Curiel hopes that Black and Brown viewers, particularly male viewers, take away the idea that toxic masculinity isn’t what’s needed to survive.

“The show Pose is very Black, very Brown, very queer and very trans,” he said. “For me, growing up in Liberty City and not knowing what the vocabulary word of what being trans means, let alone the trauma of being trans or queer or Black or Brown…I hope the legacy it leaves is where a young man like myself who was very uninformed about these stories and about these lives [is] clicking the TV on, going through channels, stopping on FX, seeing themselves in Papi…and then turns the TV off, and now he just has this different insight.

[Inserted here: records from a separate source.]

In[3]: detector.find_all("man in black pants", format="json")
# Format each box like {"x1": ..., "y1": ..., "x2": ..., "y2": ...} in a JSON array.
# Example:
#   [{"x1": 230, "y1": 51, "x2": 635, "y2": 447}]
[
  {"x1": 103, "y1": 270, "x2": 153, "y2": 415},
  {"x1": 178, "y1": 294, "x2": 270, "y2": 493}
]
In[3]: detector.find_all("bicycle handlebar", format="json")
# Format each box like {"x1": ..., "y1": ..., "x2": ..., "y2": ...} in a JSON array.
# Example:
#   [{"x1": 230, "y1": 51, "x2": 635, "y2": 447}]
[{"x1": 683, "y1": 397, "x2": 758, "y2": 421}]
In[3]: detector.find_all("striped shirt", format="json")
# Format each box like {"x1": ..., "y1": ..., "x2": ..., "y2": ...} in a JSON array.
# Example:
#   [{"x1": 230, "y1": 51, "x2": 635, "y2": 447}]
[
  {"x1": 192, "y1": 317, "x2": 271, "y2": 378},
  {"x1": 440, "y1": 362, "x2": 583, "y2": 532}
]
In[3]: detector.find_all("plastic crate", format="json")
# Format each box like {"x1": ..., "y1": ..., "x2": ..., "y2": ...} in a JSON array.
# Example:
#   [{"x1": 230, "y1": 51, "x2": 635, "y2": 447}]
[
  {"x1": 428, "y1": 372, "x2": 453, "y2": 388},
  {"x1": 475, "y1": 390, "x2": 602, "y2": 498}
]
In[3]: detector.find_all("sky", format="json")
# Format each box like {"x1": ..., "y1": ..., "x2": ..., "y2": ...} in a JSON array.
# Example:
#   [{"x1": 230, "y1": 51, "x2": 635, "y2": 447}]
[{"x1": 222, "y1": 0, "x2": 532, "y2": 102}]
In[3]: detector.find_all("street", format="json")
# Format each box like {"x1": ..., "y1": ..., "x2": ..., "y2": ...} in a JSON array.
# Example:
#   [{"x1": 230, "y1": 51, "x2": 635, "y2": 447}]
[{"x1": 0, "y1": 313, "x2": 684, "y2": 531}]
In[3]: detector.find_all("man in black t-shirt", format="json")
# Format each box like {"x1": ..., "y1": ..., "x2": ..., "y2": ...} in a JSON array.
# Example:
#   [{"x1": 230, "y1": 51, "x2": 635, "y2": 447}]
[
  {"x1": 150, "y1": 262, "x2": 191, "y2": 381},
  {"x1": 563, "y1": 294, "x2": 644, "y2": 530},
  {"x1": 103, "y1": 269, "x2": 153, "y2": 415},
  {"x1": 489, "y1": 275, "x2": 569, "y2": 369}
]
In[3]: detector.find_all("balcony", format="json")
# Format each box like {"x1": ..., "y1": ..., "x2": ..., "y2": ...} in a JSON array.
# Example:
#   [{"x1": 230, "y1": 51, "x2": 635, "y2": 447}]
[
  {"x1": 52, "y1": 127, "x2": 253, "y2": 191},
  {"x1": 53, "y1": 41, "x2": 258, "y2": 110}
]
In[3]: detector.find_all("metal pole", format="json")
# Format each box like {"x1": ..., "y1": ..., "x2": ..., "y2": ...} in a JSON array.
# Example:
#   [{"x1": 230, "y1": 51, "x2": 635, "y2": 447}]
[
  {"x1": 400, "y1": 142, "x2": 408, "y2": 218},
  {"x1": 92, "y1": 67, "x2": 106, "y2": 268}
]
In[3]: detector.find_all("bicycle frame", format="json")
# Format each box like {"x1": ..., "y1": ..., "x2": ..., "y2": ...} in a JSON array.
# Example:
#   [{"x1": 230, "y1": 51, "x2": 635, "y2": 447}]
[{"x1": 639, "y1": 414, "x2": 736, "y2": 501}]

“When he goes to his friends, and his friends start cracking on a girl just because he’s trans, he [can] say, ‘Nah, man, I don’t know about that, bro. You should watch this show,'” he continued. “I hope that Papi and Angel’s storyline is just the gateway for these young men just like me to go then from that storyline and fixing their lives on the story that matters, which is these five Black and Brown trans women and femmes and hearing their stories and hearing their traumas and understanding that we all need be and play a part in uplifting these women, because nobody can do that s— by themselves.”

“When these women are being harmed, when these women are being murdered, it’s oftentimes at the hands of men too ashamed to say that they’re with them…And because we have this concept of toxic masculinity…I hope that watching Angel and Papi’s storyline can bring somebody who’s open-minded enough to look at that story, reassess some things in their own method of thinking, and then share that love with his friends and his family,” he said.

Pose‘s final season is currently airing on FX.